However, by immunocytochemistry, the large majority of these tumours are glycoprotein producing, and less commonly are non-functioning somatotroph, lactotroph or corticotroph adenomas (Jaffe 2006). In analogy with actively secreting adenomas, a proportion of NFA (up to 90%) is shown to secrete low amounts of FSH and LH and/or their α- and β-subunits either in vitro or in vivo (Katznelson et al. 1993, Jaffe 2006), and the vast majority of NFA also express on cell membranes different subtypes of somatostatin and dopamine receptors in a variable amount. Based on this feature, both dopamine agonists (DA) and somatostatin analogues (SSA) have a rationale in the treatment of NFA. However, the results of DA and SSA so far have been rather disappointing (Colao et al. 2000a), except for some case reports.

The existence of a functional interaction between dopamine and somatostatin receptors (Rocheville et al. 2000) has opened a new perspective of medical treatment for such tumours.

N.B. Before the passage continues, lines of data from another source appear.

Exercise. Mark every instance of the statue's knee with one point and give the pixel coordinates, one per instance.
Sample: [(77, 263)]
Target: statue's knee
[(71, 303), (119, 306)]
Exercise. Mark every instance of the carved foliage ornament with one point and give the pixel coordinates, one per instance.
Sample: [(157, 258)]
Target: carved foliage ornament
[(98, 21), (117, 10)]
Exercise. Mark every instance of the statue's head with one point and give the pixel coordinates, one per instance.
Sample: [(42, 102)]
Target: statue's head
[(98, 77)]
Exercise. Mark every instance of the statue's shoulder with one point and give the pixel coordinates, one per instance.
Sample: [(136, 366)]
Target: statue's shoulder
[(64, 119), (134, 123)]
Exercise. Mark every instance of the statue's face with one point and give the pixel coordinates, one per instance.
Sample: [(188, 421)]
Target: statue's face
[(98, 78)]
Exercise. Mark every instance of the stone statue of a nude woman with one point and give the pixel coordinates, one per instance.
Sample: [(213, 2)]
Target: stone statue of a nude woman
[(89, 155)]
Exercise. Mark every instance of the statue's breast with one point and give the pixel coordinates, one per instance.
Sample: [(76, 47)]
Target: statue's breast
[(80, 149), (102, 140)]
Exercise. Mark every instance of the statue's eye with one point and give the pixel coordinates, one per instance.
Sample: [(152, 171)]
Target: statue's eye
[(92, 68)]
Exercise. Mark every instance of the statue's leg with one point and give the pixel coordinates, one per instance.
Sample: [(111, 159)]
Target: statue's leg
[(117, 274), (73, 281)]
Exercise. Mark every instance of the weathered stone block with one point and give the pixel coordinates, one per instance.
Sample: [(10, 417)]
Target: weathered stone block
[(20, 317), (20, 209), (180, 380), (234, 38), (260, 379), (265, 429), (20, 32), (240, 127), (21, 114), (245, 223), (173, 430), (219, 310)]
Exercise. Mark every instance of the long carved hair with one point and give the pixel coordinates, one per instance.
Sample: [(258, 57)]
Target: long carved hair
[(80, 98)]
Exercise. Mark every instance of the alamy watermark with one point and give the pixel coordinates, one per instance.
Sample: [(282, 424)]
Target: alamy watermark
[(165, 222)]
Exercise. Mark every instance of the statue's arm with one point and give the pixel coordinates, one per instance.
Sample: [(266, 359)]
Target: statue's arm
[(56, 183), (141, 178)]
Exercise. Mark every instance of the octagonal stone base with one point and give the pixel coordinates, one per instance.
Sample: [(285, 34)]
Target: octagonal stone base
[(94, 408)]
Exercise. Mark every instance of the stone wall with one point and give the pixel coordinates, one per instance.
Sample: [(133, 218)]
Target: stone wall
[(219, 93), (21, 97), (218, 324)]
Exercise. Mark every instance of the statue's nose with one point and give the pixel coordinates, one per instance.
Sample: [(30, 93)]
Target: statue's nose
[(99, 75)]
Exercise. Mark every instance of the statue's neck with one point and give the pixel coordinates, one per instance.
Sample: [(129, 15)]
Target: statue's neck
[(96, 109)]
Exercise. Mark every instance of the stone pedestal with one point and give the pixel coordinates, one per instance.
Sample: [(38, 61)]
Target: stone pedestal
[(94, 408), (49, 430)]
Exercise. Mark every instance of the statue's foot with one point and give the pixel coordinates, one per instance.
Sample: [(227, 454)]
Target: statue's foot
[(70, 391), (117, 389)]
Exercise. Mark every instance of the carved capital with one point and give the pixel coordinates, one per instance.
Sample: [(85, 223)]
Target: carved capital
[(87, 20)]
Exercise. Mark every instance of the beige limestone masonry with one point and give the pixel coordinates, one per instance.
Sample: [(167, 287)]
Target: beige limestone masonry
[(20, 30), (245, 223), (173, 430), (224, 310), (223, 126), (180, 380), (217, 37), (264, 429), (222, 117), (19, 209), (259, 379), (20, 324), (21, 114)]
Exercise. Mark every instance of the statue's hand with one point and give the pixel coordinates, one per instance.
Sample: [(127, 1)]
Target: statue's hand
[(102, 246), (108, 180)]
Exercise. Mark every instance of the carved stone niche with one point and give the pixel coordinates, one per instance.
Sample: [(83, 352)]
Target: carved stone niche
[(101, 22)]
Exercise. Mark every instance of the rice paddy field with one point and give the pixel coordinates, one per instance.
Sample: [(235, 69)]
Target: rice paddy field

This review focuses on the experimental background of pharmacotherapy in NFA and summarizes literature data reporting on (SSA (octreotide or lanreotide)), (DA (bromocriptine, quinagolide or cabergoline)), or a combination of both in NFA-bearing patients. Though abandoned from several years, the data on gonadotrophins suppression using gonadotrophin-releasing hormone (GnRH) analogues is also briefly revised.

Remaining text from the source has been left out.